Nutrition (Per Serving)
Calories: 331 kcal | Carbohydrates: 7g | Protein: 34g | Fat: 18g | Saturated Fat: 6g
Cholesterol: 110mg | Sodium: 311mg | Potassium: 931mg | Fiber: 2g | Sugar: 3g
Vitamin A: 735 IU | Vitamin C: 32.5mg | Calcium: 116mg | Iron: 1.7mg
- Can I swap chicken breasts for chicken thighs?
Absolutely! Chicken thighs are perfect for this recipe. They stay juicy and tender, and if you prefer them, feel free to use them instead. Just keep in mind that thighs may take a few extra minutes to cook, but they’re totally worth it!
- What if I don’t have Italian seasoning?
No worries at all! If you’re missing Italian seasoning, you can easily mix up your own blend. Combine equal parts dried basil, oregano, and thyme—those herbs will do the trick and bring that perfect herby flavor to the dish.

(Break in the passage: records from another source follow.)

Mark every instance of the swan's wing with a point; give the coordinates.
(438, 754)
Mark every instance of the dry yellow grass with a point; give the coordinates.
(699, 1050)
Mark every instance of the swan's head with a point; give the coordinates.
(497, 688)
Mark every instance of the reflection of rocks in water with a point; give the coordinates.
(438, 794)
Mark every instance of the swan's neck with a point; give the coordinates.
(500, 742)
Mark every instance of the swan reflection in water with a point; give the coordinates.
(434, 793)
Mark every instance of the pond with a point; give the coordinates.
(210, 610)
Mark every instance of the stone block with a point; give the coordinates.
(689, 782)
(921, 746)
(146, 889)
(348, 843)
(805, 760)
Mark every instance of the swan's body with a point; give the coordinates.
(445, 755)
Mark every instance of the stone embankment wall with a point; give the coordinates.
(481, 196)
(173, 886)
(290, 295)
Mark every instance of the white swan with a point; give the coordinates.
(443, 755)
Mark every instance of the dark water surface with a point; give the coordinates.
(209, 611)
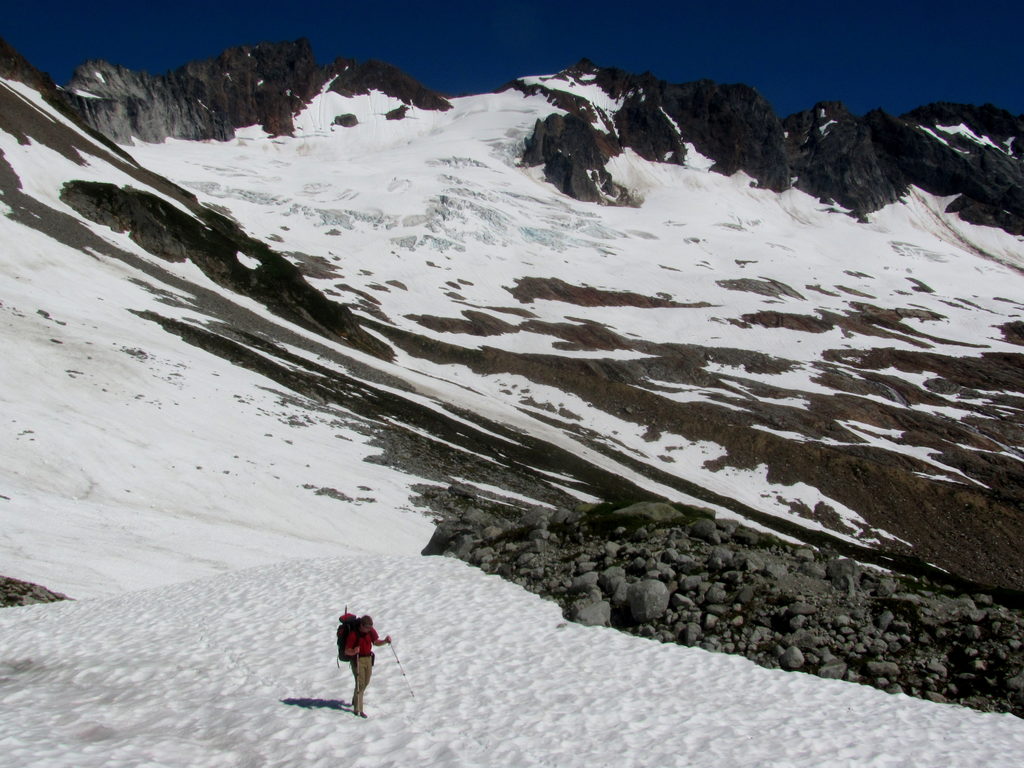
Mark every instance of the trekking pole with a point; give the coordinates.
(402, 671)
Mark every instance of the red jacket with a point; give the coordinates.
(361, 642)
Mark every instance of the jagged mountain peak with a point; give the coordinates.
(265, 85)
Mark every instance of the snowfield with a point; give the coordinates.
(214, 524)
(239, 671)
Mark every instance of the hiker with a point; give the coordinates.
(359, 647)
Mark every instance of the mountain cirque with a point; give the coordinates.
(836, 371)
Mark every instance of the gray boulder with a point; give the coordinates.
(596, 613)
(648, 600)
(792, 658)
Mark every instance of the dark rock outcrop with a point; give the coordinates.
(262, 85)
(361, 77)
(265, 85)
(682, 577)
(732, 124)
(573, 157)
(15, 592)
(974, 153)
(859, 163)
(213, 243)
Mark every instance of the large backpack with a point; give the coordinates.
(347, 623)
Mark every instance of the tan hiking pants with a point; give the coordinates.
(361, 670)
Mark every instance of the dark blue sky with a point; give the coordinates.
(891, 54)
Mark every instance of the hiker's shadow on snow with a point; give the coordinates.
(317, 704)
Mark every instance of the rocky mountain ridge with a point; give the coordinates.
(756, 352)
(974, 154)
(262, 85)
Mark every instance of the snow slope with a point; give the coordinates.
(238, 671)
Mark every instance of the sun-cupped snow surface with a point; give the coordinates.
(133, 460)
(239, 671)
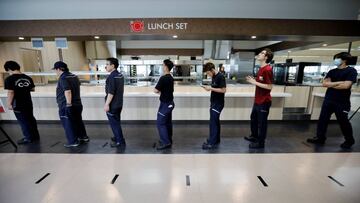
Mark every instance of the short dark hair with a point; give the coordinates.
(113, 61)
(208, 67)
(169, 64)
(11, 65)
(269, 54)
(345, 56)
(61, 66)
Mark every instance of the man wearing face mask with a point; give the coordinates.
(217, 101)
(262, 103)
(165, 87)
(70, 106)
(19, 100)
(337, 100)
(114, 90)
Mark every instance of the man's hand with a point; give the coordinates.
(207, 88)
(106, 108)
(251, 80)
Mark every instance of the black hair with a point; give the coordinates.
(11, 65)
(269, 54)
(345, 56)
(208, 67)
(169, 64)
(113, 61)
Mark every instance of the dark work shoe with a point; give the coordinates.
(163, 146)
(208, 146)
(316, 140)
(347, 144)
(256, 145)
(76, 144)
(84, 140)
(24, 141)
(118, 144)
(250, 138)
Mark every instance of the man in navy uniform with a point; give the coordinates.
(114, 90)
(337, 100)
(217, 101)
(70, 106)
(165, 87)
(19, 100)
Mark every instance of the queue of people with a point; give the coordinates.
(338, 82)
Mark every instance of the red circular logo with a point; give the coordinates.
(137, 26)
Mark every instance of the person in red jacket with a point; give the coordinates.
(261, 107)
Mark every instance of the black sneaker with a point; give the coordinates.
(250, 138)
(208, 146)
(84, 140)
(163, 146)
(118, 144)
(316, 140)
(24, 141)
(256, 145)
(347, 144)
(76, 144)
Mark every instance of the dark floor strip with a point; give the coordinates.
(262, 181)
(41, 179)
(306, 144)
(333, 179)
(187, 180)
(4, 144)
(114, 179)
(53, 145)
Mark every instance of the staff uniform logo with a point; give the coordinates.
(22, 83)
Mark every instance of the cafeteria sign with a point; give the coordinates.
(140, 26)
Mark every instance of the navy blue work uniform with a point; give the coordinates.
(217, 102)
(164, 116)
(338, 102)
(70, 116)
(115, 86)
(22, 105)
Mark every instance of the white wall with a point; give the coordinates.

- Can I use frozen zucchini and squash instead of fresh?
Yes, you can! Frozen zucchini and squash are fine to use, but remember to thaw them first and drain any excess moisture. Fresh veggies work best for the texture, but frozen will still make a tasty dish!
- How can I add a little heat to this dish?
If you’re a fan of spice, just sprinkle in some red pepper flakes when cooking the chicken or vegetables. Or, for a different kick, a little dash of cayenne or hot sauce can easily turn up the heat!
- Can I prep the ingredients ahead of time?
Of course! You can chop the chicken and vegetables in advance. Just store them in separate containers in the fridge. When you’re ready to cook, the meal will come together even faster, and the cooking time may be a bit quicker since the ingredients are already prepped.